Y llegada la noche, en la quietud de la alcoba, recostado en la cama y ansioso, miraba el interior de mi ser, buscándote estaba en la sombra perenne de mi pasión, en desvelo que mantiene por siempre mi eterna vigilia, evocando el recuerdo febril de los gratos momentos del gozo infinito, de los años mozos de nuestro glorioso pasado.
Y allá en la penumbra del espacio vacío, tu silueta divina dibujada a la luz de la luna, me obsequia el tesoro preciado que me hace sentir el único dueño de la gran fortuna, de poder tener a mi lado, a una mujer como no hay ninguna.

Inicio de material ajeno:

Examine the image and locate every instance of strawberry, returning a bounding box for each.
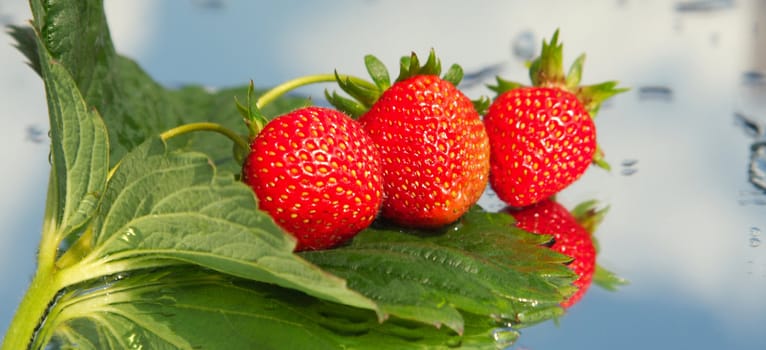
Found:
[508,199,596,307]
[484,31,626,207]
[242,107,383,251]
[327,51,489,228]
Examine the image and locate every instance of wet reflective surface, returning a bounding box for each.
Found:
[0,0,766,350]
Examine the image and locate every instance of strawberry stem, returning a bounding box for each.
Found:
[160,122,250,150]
[255,74,375,108]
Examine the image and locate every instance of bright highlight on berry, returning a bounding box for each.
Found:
[243,107,383,251]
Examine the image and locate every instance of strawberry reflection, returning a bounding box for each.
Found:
[505,199,626,308]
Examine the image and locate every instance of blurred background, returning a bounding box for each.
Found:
[0,0,766,350]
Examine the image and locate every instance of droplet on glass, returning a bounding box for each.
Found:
[742,70,766,86]
[192,0,226,10]
[749,226,761,248]
[511,30,537,61]
[620,159,638,176]
[749,142,766,191]
[620,168,638,176]
[676,0,734,13]
[734,112,764,138]
[638,85,673,102]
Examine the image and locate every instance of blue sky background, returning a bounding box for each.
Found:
[0,0,766,350]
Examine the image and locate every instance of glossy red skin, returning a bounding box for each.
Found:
[508,199,596,308]
[484,87,596,207]
[243,107,383,251]
[359,75,489,228]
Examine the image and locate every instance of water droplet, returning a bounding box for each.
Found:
[192,0,226,10]
[638,85,673,102]
[620,159,638,176]
[492,327,521,349]
[622,159,638,166]
[749,142,766,190]
[742,70,766,86]
[749,226,761,248]
[119,227,144,245]
[127,332,144,350]
[26,125,45,143]
[511,30,537,61]
[734,112,763,138]
[676,0,734,13]
[620,168,638,176]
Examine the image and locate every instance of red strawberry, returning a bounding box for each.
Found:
[484,31,625,207]
[508,199,596,307]
[328,51,489,228]
[243,107,383,251]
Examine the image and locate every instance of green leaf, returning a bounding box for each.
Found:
[8,25,43,76]
[46,266,499,349]
[80,139,376,309]
[301,208,575,333]
[40,39,109,242]
[21,0,307,172]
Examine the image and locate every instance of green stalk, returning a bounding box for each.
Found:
[160,122,250,150]
[255,74,369,109]
[0,248,62,350]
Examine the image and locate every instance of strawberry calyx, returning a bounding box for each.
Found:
[488,29,629,170]
[571,200,629,292]
[325,49,476,118]
[234,80,269,140]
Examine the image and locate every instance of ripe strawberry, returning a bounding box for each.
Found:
[508,199,596,307]
[328,51,489,228]
[243,107,383,251]
[484,31,626,207]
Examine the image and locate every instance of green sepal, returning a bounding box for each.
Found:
[335,71,382,108]
[593,265,630,292]
[364,55,391,91]
[324,90,368,119]
[234,80,269,140]
[487,77,524,95]
[566,54,585,91]
[396,49,444,82]
[471,96,492,115]
[529,29,566,86]
[442,64,463,86]
[332,49,463,118]
[584,81,630,118]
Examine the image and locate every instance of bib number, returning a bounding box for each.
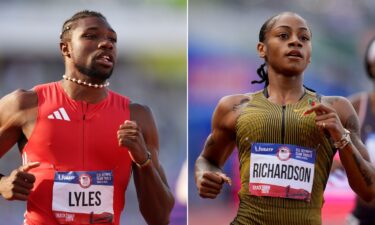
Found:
[249,143,316,201]
[52,171,113,224]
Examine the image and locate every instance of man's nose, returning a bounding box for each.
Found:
[98,39,114,49]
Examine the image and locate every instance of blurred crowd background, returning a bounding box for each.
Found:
[0,0,375,225]
[0,0,187,225]
[188,0,375,225]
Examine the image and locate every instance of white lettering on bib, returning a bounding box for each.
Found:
[52,171,113,224]
[249,143,316,201]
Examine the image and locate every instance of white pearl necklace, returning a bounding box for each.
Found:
[63,75,109,88]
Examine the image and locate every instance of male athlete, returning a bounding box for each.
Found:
[0,11,174,225]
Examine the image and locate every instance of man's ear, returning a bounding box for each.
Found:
[60,42,70,57]
[257,42,267,59]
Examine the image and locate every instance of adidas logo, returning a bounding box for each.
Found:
[48,107,70,121]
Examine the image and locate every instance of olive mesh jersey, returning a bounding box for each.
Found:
[232,90,335,225]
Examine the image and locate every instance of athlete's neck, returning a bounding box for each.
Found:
[60,80,108,104]
[267,82,305,105]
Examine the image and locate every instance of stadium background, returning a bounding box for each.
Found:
[188,0,375,225]
[0,0,187,225]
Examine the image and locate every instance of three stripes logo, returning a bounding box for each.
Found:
[48,107,70,121]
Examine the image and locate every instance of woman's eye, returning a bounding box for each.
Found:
[301,36,310,41]
[83,34,96,39]
[279,33,288,39]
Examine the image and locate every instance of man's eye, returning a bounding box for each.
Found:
[279,33,288,39]
[83,34,96,39]
[109,38,117,43]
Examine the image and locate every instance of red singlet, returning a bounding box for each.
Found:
[22,82,132,225]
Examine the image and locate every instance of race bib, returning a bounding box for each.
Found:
[249,143,316,202]
[52,171,113,224]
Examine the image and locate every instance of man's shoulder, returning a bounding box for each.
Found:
[129,102,151,114]
[0,89,38,110]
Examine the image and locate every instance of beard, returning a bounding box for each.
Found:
[75,64,113,82]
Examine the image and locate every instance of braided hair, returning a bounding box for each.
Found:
[251,12,312,91]
[60,10,107,41]
[251,14,281,87]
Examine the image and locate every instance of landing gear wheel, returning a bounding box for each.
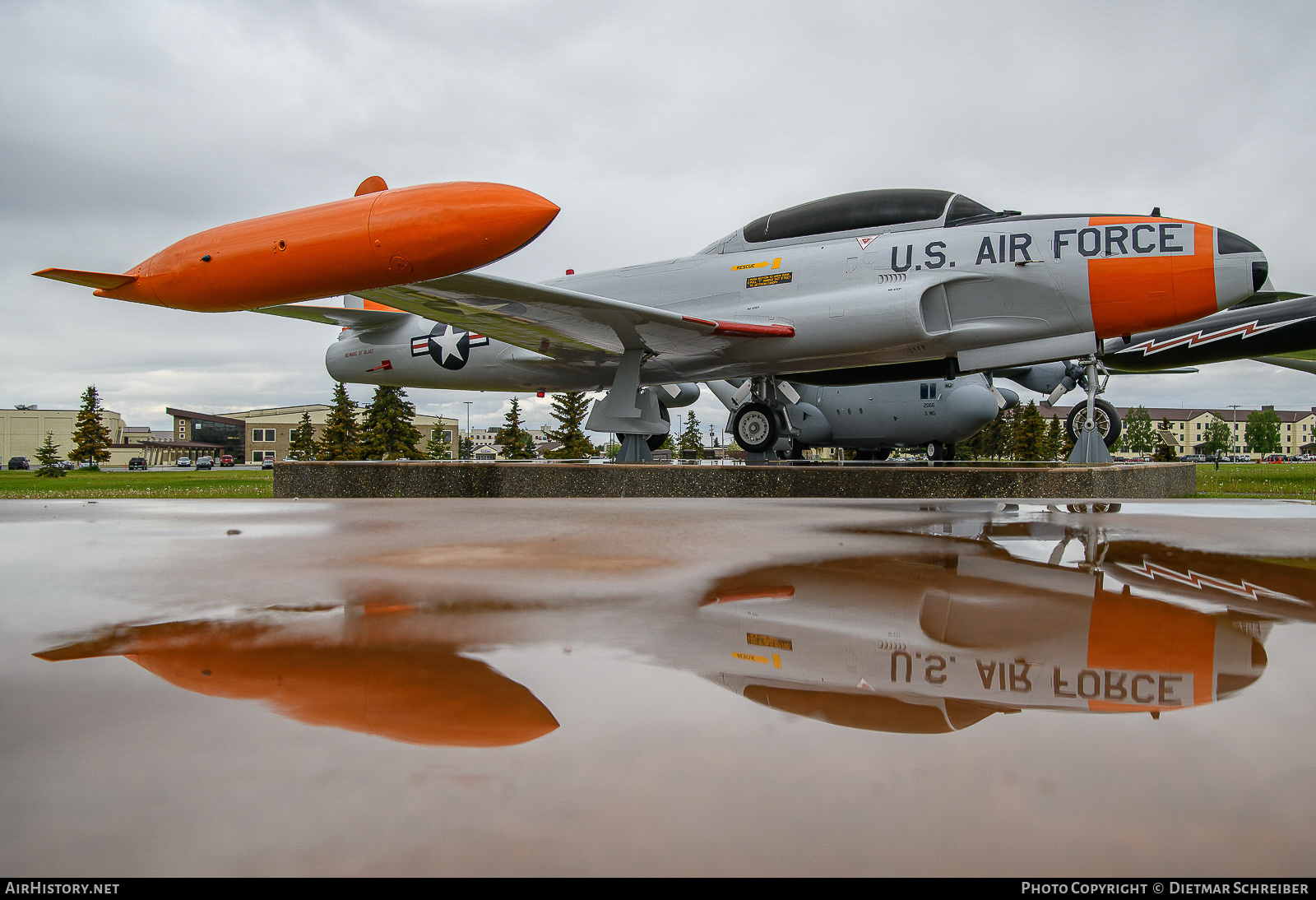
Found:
[1064,397,1124,450]
[732,402,778,452]
[646,404,671,452]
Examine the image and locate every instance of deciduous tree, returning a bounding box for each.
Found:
[1013,400,1044,462]
[1242,409,1279,454]
[1152,415,1179,462]
[679,409,704,452]
[288,412,316,459]
[1124,406,1156,452]
[68,384,109,468]
[1202,415,1233,455]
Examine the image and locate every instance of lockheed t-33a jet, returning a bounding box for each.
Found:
[38,179,1267,461]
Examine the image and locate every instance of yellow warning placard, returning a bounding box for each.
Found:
[745,634,792,650]
[745,272,794,287]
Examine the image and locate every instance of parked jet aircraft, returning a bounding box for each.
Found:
[37,515,1295,747]
[41,189,1267,459]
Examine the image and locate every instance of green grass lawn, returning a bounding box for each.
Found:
[0,468,274,500]
[1198,463,1316,500]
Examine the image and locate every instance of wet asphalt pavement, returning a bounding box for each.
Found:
[0,500,1316,876]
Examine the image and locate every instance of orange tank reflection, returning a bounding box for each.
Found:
[33,176,559,312]
[37,623,558,747]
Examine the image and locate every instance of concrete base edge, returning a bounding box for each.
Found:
[274,462,1198,500]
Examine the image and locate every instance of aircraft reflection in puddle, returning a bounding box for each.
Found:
[37,505,1316,746]
[37,612,558,747]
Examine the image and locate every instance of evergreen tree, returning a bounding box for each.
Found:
[679,409,704,454]
[425,428,452,459]
[288,412,316,461]
[1013,400,1044,462]
[68,384,109,470]
[362,384,419,459]
[544,391,595,459]
[1124,406,1156,452]
[498,397,535,459]
[1242,409,1279,454]
[978,409,1015,459]
[1202,417,1232,454]
[1042,415,1064,459]
[37,432,68,478]
[1152,415,1179,462]
[316,382,360,461]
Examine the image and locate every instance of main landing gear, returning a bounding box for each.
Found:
[732,375,800,454]
[1068,355,1120,465]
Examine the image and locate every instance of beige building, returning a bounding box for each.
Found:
[1038,402,1316,459]
[197,402,458,463]
[0,409,127,465]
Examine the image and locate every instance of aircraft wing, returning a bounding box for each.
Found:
[357,272,795,360]
[252,305,408,330]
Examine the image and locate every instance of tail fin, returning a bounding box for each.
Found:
[33,268,137,290]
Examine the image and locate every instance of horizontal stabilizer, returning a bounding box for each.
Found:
[252,304,410,332]
[33,268,137,290]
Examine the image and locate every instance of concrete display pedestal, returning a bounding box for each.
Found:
[274,462,1196,500]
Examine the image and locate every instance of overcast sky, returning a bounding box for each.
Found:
[0,0,1316,437]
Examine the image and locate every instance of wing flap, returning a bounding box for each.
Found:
[252,305,410,332]
[357,272,795,360]
[33,268,137,290]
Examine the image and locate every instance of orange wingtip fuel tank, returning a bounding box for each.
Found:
[33,175,559,312]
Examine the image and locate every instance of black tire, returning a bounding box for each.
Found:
[732,402,778,452]
[1064,397,1124,448]
[645,402,671,452]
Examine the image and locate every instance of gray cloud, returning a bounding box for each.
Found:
[0,2,1316,424]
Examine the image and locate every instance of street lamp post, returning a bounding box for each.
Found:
[456,400,471,459]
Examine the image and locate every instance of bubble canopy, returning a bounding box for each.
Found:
[742,188,1002,244]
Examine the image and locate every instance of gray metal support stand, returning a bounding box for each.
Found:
[1068,356,1114,466]
[617,434,654,462]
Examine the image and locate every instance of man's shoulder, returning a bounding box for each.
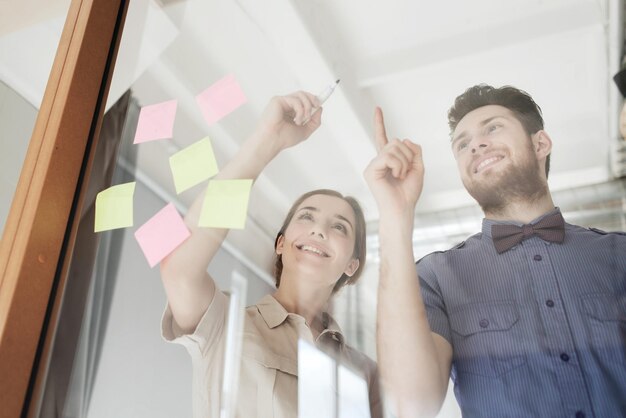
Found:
[415,232,482,264]
[565,223,626,239]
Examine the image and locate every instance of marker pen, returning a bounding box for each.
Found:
[302,79,341,125]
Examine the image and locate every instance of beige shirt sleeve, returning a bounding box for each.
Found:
[161,291,228,418]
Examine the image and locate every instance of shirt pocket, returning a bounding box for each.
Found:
[239,349,298,418]
[581,293,626,365]
[450,301,526,377]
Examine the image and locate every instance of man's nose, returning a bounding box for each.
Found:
[311,225,326,239]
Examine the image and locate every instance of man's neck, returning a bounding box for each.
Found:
[485,192,554,224]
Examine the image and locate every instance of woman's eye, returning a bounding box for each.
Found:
[487,124,500,132]
[298,212,313,221]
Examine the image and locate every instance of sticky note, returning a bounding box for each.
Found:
[170,138,218,193]
[94,181,135,232]
[133,100,178,144]
[198,179,252,229]
[135,203,191,267]
[196,74,247,125]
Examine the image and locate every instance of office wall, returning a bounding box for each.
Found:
[0,81,37,235]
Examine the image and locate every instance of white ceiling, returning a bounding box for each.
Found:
[0,0,623,278]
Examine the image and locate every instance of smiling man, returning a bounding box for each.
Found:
[365,85,626,418]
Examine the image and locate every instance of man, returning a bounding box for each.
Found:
[365,85,626,418]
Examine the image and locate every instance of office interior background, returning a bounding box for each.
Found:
[0,0,626,418]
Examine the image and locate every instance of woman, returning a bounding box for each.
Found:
[161,92,382,418]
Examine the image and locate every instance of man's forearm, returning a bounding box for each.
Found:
[377,214,447,417]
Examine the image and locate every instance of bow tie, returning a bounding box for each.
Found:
[491,212,565,254]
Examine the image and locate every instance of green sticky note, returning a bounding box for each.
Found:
[170,137,218,193]
[198,179,252,229]
[94,181,135,232]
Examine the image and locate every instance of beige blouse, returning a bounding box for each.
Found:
[161,291,382,418]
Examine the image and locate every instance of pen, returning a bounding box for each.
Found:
[302,79,341,125]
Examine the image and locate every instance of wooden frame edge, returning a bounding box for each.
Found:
[0,0,128,417]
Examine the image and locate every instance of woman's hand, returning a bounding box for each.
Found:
[364,107,424,214]
[255,91,322,153]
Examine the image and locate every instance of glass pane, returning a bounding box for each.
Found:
[36,0,625,418]
[0,0,70,234]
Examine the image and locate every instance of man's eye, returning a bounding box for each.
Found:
[487,124,500,132]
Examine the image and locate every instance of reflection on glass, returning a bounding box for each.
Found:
[0,0,70,234]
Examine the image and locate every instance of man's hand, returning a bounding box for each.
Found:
[364,107,424,213]
[256,91,322,153]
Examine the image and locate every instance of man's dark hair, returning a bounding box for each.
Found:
[448,84,550,178]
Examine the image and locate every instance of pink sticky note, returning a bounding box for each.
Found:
[196,74,247,125]
[133,100,178,144]
[135,203,191,267]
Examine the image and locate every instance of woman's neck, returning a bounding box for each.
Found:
[274,277,333,334]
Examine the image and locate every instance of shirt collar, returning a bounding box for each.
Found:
[482,207,561,238]
[256,295,345,345]
[256,295,289,328]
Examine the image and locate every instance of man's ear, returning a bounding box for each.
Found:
[274,234,285,255]
[344,258,359,277]
[531,129,552,160]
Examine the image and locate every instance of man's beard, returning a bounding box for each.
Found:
[464,150,548,214]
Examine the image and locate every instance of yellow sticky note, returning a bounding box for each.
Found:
[198,179,252,229]
[170,137,218,193]
[94,181,135,232]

Y el sigilo sensual, que envuelve el ritual que me hace desear, que te baje estrellas y luna, para con su luz ancestral, poder apreciar que no eres un sueño, que eres real, y que vienes a mí, para hacer de nuestra alma sólo una.
Estas ya junto a mí, en silencio, más que callada, cuando quisiera oírte decir, que igual que yo estas emocionada, pero te siento como una aprendiz, temerosa y feliz, un tanto tímida y desconfiada, por lo que fuera a ocurrir, y yo me siento apenado, tal vez por no saberte tratar, tal vez temeroso de no poder hacerte feliz.
Y llegada la noche, dejamos partir la indecisión, el miedo, el reproche e hicimos del amor un derroche; y me preguntas después, que si he sido feliz, y al no contestar con prontitud tú pregunta, te incorporas en forma abrupta para reclamar mi conducta, al mirarme con lágrimas, apenas te pude decir, que más que feliz, me habías hecho sentir, como si hubiese sido nuestra primera noche.